New treatment at HonorHealth Research Institute aims to prevent potential growth of Abdominal Aortic Aneurysms

Dr. Venkatesh Ramaiah leads clinical trial of drug that prevents abdominal aortic aneurysms from expanding

SCOTTSDALE, Ariz. — July 11, 2024 — More than 1 million Americans are at risk of dying from the rupture of the main artery carrying oxygenated blood from the heart to the legs, but a new clinical study at HonorHealth Research Institute could help prevent such catastrophic failures.

As people get older, the wall of the abdominal aorta tends to weaken, thin and stretch, allowing this crucial artery to expand causing aneurysms.

Through the Research Institute’s clinical trial called “stAAAble” (AAA stands for Abdominal Aortic Aneurysms), patients with an AAA diameter of 3.5 to 5 cm are treated with a single dose of PGG (1,2,3,4,6-pentagalloyl glucose). The drug is applied to the inner walls of the aneurysm using the Nectero Endovascular Aneurysm Stabilization Treatment (Nectero EAST®) System, which uses a catheter to move the drug through a large blood vessel in the leg up into the abdominal aorta.

The procedure takes less than an hour to complete and leaves no implant behind. Doctors then use scans to monitor the treated aorta, taking images at least every 6 months.

“The hope for this treatment is basically to prevent, or stabilize, the growth of abdominal aneurysms so that they do not grow and eventually rupture,” said Venkatesh Ramaiah, M.D., a vascular surgeon at the Institute and the first to perform this in Arizona and the Southwest. Dr. Ramaiah is the Chief of Vascular Services at HonorHealth’s Scottsdale Osborn Medical Center. He is also the Director of Research and Innovation at The HonorHealth Network.

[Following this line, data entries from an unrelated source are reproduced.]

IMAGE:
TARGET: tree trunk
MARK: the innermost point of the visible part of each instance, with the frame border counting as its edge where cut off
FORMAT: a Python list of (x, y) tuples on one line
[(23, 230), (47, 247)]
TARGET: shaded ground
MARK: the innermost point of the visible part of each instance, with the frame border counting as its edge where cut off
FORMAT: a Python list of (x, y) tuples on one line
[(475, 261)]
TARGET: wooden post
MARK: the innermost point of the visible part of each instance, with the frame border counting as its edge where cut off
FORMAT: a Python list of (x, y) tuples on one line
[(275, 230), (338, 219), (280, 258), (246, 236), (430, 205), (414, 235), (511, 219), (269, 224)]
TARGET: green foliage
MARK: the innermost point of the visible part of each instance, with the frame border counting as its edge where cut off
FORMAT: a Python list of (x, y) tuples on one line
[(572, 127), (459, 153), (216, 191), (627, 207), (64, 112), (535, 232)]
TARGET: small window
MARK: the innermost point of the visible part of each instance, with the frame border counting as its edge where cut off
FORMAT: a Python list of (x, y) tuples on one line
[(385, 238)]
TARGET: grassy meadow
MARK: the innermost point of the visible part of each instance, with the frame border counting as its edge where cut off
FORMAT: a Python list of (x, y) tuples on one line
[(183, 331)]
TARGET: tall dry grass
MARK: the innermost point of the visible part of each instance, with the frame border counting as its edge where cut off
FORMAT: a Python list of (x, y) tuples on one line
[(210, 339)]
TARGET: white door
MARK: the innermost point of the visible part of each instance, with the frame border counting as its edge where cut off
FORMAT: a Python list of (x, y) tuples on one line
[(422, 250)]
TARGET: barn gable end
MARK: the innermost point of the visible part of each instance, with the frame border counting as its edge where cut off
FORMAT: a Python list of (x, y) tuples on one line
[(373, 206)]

“We are already treating larger aneurysms with less invasive technology, but this research aims to stabilize the growth of these aneurysms and is more preventive. Right now, aneurysms that are 3.5 to 5 cm are followed with serial ultrasounds and CT scans,” said Dr. Ramaiah. “There has been no treatment available, and most of the older treatments, based on medications or drugs, didn’t work very well.”

Ruptured aneurysms carry high mortality

A burst aorta is a violent and often deadly event that causes massive internal bleeding. According to one study in The British Journal of Surgery, death occurs in 81% of people having a rupture of an AAA, with 32% dying before reaching a hospital.

Worldwide, an estimated 8% of men older than 65 have AAA, and the incidence is four times higher in men than in women. In the U.S., about 1.1 million patients are estimated to have AAAs sized 3.5 to 5 cm in diameter. Besides age, risk factors include cigarette smoking, high blood pressure, coronary artery disease and dyslipidemia, a metabolic disorder characterized by abnormally high or low amounts of blood lipids.

HonorHealth Research Institute is the only site in Arizona offering this clinical trial, part of an international study of nearly 400 patients sponsored by the manufacturer, Tempe, Ariz.-based Nectero Medical.